My mother and I walked without speaking and then we both stopped. We stopped and stared out over the river. We were in line of sight of Billy’s tree.
‘How much can one family bear?’ my mother asked.
I didn’t answer. I didn’t have to. My mother stuck a cigarette between her lips and left it there without lighting it. A sick feeling washed over me. Billy’s tree. It was now part of the river markers, along with Simon’s Boatshed, the flood marker poles, the crayfish nets, the punt wharf. Three years previously, Kerrie-Anne Boatman and I had found her brother Billy hanging from the river red gum. We had gone down to the river and had seen his green boat floating aimlessly in a slow circle. And then we saw him. It didn’t look like Billy at first; his face was puffed and swollen, his arms hung limply, sticking out slightly on both sides as if he were carrying two heavy loads.
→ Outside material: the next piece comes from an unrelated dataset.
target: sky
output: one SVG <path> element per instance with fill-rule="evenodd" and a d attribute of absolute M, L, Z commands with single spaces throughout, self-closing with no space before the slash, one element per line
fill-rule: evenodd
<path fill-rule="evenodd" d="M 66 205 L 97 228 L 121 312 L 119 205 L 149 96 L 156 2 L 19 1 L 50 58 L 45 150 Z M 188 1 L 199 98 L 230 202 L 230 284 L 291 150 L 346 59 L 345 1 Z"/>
He hung from a thick rope, a grotesque mannequin in brightly coloured clothing, his slack body shimmering in the wet. His toenails were painted bright red. I remember the sounds of that day: two-way radios crackling; the police helicopter above, dipping and rising, deciding where to land; people running down to the river. Bob Patterson was one of the first on the scene, his breath a rotting compost of morning eggs, bourbon, and stale tobacco. He was wearing the T-shirt he’d been wearing for weeks leading up to the local council elections. Bob for the Job. He gave out his business cards to the police. Campaigning, even here, some of the locals said. Bob turned his florid face away from Billy’s swinging corpse. He lit a cigarette. Jesus, he said, shaking his head. He sidled up to one of the police officers.